Vector multiply vector vs for loop, type and size dependent performance


#1

Hi,

I am trying to do x’*y vector multiplication. Then I have the function

 function vectorMvector_Int8(x::Array{Int8,1}, y::Array{Int8,1})
     result = x'*y
     result
 end

I have another version that using for loop to do the multiplication

 function vectorMvector2_Int8(x::Array{Int8,1}, y::Array{Int8,1})
     result=0
     n = size(x)[1]
     @inbounds @simd for i in 1:n
         result += x[i]*y[i]
     end
     result
 end

When the vectors are small, vector multiplication are slower than for loop
e.g. a=rand([Int8(0),Int8(1)], 100);b=rand([Int8(0),Int8(1)], 100)
benchmark median for vectorMvector is 75 ns while vectorMvector2 is 29 ns.

When vectors are large, for example a=rand([Int8(0),Int8(1)], 100000);b=rand([Int8(0),Int8(1)], 100000), benchmark median for vectorMvector is 11 μs while vectorMvector2 is 24 μs.

However when x,y is Int64 type, vectorMvector2 seems always a little bit faster than vectorMvector

 function vectorMvector_Int64(x::Array{Int64,1}, y::Array{Int64,1})
     result = x'*y
     result
 end
 function vectorMvector2_Int64(x::Array{Int64,1}, y::Array{Int64,1})
     result=0
     n = size(x)[1]
     @inbounds @simd for i in 1:n
         result += x[i]*y[i]
     end
     result
 end

a=rand([Int64(0),Int64(1)], 100);b=rand([Int64(0),Int64(1)], 100), 31 ns vs 28 ns.
a=rand([Int64(0),Int64(1)], 100000);b=rand([Int64(0),Int64(1)], 100000) 31.734 μs vs 28.916 μs

I prefer to use x’*y because it is more meaningful and less typing. But the performance is complicating my choices. Am I doing something wrong for the x’*y operation to cause slow performance?

Thank you!


#2

If it is always multiplying just 0’s and 1’s, you might try sum( x .& y)


#3

It is 3X slower in the Int64 datatype situation. Although it might relates to another issue, I feel doing element-wise operation then using the sum function is slower than explicitly sum them up like the for loop.

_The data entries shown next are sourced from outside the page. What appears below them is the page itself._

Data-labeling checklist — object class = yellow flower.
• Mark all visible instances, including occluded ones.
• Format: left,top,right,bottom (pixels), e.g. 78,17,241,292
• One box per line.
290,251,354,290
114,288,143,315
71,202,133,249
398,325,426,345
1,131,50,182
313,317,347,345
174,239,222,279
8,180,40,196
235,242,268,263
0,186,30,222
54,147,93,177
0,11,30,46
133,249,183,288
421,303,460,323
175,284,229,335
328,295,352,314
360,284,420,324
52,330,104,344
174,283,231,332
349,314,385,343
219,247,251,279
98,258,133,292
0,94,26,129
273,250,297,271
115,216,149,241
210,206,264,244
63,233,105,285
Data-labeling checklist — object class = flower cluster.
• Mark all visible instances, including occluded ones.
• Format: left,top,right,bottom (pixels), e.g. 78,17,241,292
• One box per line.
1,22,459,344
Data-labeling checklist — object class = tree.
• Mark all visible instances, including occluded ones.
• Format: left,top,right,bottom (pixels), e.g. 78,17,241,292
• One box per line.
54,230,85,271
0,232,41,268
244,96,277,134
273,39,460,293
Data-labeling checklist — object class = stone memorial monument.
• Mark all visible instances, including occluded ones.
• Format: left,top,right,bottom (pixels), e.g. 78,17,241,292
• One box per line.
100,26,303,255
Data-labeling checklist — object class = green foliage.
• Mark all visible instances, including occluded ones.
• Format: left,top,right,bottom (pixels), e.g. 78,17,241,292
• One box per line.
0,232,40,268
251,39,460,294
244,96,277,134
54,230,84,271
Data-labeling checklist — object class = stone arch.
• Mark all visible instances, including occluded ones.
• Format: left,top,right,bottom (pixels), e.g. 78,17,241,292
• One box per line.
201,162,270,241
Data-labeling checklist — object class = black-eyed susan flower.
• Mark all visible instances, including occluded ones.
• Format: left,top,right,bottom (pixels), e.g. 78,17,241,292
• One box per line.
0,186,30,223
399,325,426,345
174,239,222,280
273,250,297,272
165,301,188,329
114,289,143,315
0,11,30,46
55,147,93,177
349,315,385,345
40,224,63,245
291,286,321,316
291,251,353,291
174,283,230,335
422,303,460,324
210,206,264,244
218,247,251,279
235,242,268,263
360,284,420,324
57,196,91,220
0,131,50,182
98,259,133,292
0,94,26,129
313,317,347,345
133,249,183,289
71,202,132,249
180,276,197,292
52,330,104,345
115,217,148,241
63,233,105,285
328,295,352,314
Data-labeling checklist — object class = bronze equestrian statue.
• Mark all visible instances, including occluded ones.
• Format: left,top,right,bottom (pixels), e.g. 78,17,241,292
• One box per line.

I realize that the Int8 version functions is not suitable for large vector, since it is likely to overthrow. I tested the Int64 version on more general vectors

a=rand(Int64(0):Int64(100), 100);b=rand(Int64(0):Int64(100), 100)
and larger size of the vector
a=rand(Int64(0):Int64(100), 100000);b=rand(Int64(0):Int64(100), 100000)

As expected the timing are exactly the same as the 0 & 1 vectors.


#4

Unless this is a learning exercise, can’t you use LinearAlgebra.dot?


#5

You know, your codes for the int8 and int64 input are identical, so it’s a bit weird to name them vectorMvector_Int8 and vectorMvector_Int64, etc. It just makes it more likely that some typo will introduce discrepancies. It’s also a bit grating, because it so flagrantly flies in the face of multiple dispatch.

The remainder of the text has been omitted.